Is Trump Stumped?

Donald Trump’s delegate momentum is slowing down.

That’s been the goal of the anti-Trump forces since Super Tuesday. No one else had to “win”; no one else had to pass Trump. The goal was to use the four weeks in March to pull Trump far enough off of his pace to hit 1,237 delegates that by the first week of April there would be a clear path to an open convention.

And that’s exactly where we are. With his organizational defeat in North Dakota over the weekend and his thrashing in Wisconsin yesterday, Trump is now further off the pace he needs to clinch the nomination than he’s been at any point since Iowa. Is the situation pretty? No. Is prospect of a Cleveland floor fight a good one? Not by a long shot.

But “pretty” and “good” left town a long ways back. Between the dithering of the Republican candidates and elites, the enabling from certain sectors of conservative talk radio, and the boosting of $2 billion worth of free TV time from the media, this is where we are. When the costs of defeating Trumpism were small, the Republican party wasn’t interested in paying them. Now that the consequences of Trumpism’s success have become clear, Republicans have begun to ante up-even though the cost is much, much higher.
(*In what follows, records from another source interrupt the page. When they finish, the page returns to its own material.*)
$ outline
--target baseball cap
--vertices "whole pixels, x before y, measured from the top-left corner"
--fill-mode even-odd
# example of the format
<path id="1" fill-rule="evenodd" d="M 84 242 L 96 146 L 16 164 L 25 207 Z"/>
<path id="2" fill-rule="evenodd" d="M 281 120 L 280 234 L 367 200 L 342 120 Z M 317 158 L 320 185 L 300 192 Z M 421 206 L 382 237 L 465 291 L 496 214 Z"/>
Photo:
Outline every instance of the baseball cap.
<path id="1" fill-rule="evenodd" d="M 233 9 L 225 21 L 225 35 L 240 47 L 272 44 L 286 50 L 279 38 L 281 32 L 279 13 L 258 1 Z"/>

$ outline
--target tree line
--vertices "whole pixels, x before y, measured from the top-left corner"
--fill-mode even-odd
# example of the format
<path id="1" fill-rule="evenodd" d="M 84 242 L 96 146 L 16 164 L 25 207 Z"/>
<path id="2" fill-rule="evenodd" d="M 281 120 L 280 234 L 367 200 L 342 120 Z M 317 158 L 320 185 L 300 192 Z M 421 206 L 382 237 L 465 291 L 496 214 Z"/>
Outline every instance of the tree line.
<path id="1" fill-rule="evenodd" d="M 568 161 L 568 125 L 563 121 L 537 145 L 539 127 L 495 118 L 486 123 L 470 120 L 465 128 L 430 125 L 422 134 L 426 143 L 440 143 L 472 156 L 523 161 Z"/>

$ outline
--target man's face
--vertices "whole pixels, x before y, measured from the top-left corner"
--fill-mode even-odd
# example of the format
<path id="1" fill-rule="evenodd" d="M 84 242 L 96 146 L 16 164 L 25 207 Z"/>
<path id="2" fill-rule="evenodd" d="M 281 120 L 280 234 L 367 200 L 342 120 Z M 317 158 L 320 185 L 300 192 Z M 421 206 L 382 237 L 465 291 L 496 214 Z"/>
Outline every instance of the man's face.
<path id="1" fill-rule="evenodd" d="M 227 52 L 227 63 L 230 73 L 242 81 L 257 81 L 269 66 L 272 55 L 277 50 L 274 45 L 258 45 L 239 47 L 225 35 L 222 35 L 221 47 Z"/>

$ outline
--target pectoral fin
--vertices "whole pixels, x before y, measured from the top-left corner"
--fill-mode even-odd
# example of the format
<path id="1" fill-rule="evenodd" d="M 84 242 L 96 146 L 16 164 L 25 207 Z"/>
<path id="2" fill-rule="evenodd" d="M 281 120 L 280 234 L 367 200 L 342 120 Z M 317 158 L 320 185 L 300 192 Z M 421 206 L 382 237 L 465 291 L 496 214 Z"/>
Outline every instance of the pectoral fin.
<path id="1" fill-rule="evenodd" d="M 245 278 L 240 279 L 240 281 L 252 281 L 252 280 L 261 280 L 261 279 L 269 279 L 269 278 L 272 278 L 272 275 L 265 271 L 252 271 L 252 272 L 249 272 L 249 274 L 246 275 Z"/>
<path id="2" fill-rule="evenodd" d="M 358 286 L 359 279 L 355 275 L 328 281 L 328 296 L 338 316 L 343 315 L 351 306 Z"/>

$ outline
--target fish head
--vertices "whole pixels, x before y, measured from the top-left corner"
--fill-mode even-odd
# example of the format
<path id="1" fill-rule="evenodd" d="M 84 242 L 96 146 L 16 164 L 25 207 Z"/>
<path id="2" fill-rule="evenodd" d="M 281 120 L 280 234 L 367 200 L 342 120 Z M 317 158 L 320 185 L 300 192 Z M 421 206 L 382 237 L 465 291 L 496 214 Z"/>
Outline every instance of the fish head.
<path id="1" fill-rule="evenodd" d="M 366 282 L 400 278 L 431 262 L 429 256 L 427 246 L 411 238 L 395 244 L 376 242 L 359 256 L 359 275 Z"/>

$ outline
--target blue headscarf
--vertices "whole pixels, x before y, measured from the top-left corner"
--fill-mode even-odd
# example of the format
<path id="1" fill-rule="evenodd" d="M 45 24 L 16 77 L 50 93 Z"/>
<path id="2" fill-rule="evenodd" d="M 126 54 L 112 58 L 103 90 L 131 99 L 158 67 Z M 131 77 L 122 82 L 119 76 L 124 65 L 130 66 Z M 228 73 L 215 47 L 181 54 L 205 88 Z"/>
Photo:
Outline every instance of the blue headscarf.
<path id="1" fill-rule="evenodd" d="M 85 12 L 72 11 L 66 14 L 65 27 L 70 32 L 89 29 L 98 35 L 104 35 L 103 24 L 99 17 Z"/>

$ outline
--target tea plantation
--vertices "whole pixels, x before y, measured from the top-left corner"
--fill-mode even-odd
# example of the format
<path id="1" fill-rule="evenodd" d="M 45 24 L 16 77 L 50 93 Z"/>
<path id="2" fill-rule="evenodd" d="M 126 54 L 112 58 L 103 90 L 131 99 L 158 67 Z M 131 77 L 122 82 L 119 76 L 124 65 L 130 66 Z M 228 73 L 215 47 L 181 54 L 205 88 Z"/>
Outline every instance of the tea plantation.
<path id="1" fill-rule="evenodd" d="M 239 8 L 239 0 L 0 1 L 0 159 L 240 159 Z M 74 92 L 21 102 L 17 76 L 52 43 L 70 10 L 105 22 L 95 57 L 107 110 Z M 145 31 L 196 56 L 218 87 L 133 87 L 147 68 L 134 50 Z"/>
So Trump is far from inevitable. He’s likely to fall further off pace in Wyoming, though he should then rebound somewhat in New York. As you look at the map and work the calculator, even if everything were to break right for Trump, it’s difficult to see how he clinches before the final day of the primaries.
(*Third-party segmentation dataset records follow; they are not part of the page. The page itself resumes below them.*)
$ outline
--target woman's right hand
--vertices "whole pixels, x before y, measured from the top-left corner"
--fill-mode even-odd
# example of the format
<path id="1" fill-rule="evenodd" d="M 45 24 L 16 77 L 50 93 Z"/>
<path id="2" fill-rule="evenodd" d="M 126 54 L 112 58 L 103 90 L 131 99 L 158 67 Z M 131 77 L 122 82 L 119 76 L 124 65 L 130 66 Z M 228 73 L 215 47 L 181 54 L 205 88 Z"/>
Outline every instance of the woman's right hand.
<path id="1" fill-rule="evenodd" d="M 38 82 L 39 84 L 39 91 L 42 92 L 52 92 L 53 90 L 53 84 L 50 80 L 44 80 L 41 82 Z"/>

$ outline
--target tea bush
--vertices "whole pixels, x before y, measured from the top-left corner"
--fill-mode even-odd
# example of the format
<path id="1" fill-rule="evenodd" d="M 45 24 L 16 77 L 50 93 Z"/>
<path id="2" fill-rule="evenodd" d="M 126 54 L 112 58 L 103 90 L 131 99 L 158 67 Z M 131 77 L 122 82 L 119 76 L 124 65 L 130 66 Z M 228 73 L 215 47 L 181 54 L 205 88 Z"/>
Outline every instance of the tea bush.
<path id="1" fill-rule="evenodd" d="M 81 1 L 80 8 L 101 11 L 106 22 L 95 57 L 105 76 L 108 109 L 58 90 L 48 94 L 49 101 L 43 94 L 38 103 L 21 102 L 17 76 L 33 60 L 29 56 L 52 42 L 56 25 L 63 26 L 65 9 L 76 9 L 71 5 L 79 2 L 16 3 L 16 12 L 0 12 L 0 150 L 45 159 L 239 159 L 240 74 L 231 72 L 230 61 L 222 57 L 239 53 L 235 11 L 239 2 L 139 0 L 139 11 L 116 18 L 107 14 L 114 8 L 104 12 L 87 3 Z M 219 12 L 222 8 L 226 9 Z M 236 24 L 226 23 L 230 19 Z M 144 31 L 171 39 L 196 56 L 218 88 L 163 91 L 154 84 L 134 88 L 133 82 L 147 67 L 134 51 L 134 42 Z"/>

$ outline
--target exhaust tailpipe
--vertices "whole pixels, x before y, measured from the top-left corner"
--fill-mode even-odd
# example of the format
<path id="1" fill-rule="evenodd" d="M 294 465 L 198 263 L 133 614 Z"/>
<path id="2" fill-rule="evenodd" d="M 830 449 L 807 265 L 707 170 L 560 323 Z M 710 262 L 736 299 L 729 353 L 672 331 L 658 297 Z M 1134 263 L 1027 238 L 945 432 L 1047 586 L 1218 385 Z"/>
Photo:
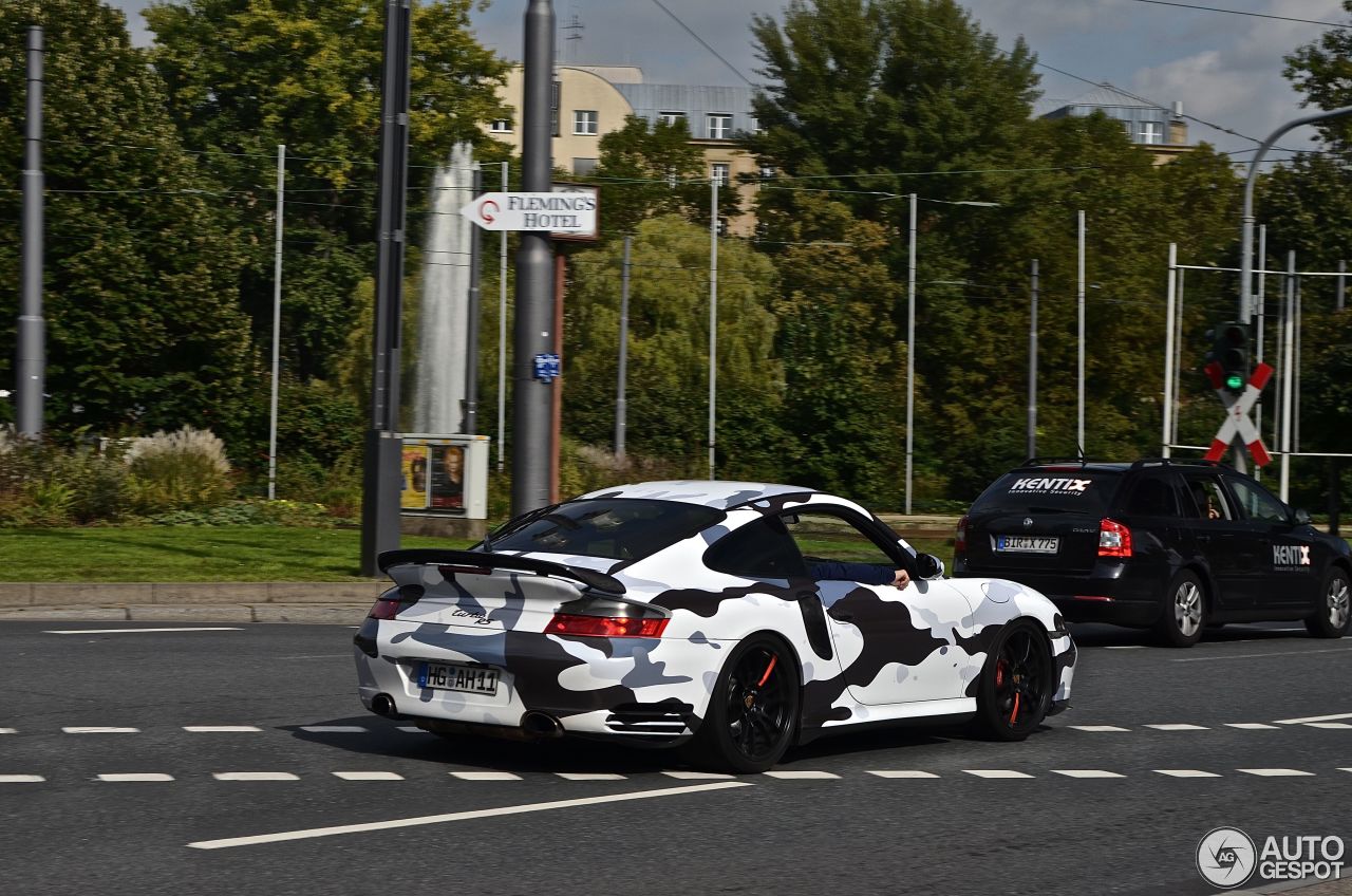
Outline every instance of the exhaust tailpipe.
<path id="1" fill-rule="evenodd" d="M 521 717 L 521 727 L 531 738 L 564 736 L 564 723 L 544 712 L 527 712 Z"/>
<path id="2" fill-rule="evenodd" d="M 395 709 L 395 700 L 389 694 L 376 694 L 372 697 L 370 711 L 377 716 L 384 716 L 385 719 L 399 717 L 399 711 Z"/>

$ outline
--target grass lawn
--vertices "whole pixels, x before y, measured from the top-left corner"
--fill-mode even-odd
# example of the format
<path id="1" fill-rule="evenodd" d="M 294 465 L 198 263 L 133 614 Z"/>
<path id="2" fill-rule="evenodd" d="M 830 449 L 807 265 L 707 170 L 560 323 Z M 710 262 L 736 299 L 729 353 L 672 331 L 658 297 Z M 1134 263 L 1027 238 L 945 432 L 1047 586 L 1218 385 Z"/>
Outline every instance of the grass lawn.
<path id="1" fill-rule="evenodd" d="M 813 548 L 837 559 L 829 533 Z M 403 536 L 406 548 L 466 548 L 469 539 Z M 918 539 L 952 568 L 953 541 Z M 807 547 L 807 545 L 804 545 Z M 137 527 L 0 529 L 4 582 L 342 582 L 360 579 L 358 529 Z M 859 556 L 857 559 L 875 559 Z"/>
<path id="2" fill-rule="evenodd" d="M 468 539 L 404 536 L 406 548 Z M 137 527 L 0 529 L 5 582 L 342 582 L 358 579 L 360 529 Z"/>

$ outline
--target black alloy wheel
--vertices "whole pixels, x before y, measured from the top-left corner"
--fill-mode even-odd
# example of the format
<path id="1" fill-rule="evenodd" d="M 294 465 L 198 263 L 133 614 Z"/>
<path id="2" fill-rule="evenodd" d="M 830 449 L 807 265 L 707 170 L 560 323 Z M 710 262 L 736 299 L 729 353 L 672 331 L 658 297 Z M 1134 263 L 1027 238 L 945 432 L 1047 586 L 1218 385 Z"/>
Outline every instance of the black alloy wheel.
<path id="1" fill-rule="evenodd" d="M 1046 635 L 1014 623 L 986 660 L 977 692 L 977 724 L 995 740 L 1023 740 L 1042 724 L 1052 704 L 1052 651 Z"/>
<path id="2" fill-rule="evenodd" d="M 721 771 L 765 771 L 798 727 L 798 666 L 776 639 L 742 642 L 719 673 L 692 743 L 698 765 Z"/>

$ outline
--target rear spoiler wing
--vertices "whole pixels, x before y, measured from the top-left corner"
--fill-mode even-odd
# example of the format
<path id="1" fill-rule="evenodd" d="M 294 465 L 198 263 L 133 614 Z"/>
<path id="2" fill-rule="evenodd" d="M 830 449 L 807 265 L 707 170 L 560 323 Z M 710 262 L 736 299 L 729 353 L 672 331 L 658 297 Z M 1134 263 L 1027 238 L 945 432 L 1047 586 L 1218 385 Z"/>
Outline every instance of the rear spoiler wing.
<path id="1" fill-rule="evenodd" d="M 625 583 L 614 575 L 598 573 L 579 566 L 565 566 L 537 560 L 529 556 L 515 556 L 511 554 L 488 554 L 483 551 L 452 551 L 450 548 L 406 548 L 400 551 L 381 551 L 376 558 L 380 571 L 389 574 L 392 566 L 470 566 L 488 570 L 507 570 L 511 573 L 534 573 L 537 575 L 550 575 L 560 579 L 579 582 L 589 589 L 604 591 L 606 594 L 623 594 Z"/>

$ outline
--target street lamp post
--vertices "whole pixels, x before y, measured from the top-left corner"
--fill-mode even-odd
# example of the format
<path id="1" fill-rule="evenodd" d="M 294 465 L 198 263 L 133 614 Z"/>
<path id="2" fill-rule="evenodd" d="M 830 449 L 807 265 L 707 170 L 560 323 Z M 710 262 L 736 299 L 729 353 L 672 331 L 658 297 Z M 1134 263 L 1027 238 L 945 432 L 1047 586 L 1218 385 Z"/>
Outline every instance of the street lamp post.
<path id="1" fill-rule="evenodd" d="M 888 195 L 884 199 L 902 199 L 902 196 Z M 915 194 L 909 194 L 910 200 L 910 240 L 906 265 L 906 514 L 911 512 L 911 463 L 915 449 L 913 434 L 915 422 L 915 207 L 919 202 L 937 202 L 945 206 L 977 206 L 982 208 L 999 207 L 998 202 L 976 200 L 949 200 L 925 199 Z"/>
All of which is to say that the momentum is finally on the other side. Trump’s campaign looks less like a surge and more like a desperate rearguard action. When primary voting began there were eleven candidates, Trump’s support stood at about 36 percent. Today there are only three candidates left and Trump’s support has climbed perhaps 4 points.

This puts the lie to the idea that Trump speaks for some “silent majority”-which is a slander of Republicans and conservatives. In reality, he is adored by a very loud third of the party. And he has leveraged this passionate adoration into a position from which he hopes to bully the rest of the party-the actual silent majority-into submission.

The real significance of North Dakota and Wisconsin is that the path to turning back Trumpism is now not only viable, but perhaps even probable. There is no longer any reason for people who have resisted Trump’s seduction to submit.

Just as there is no longer any excuse for people not to understand what Trumpism really represents.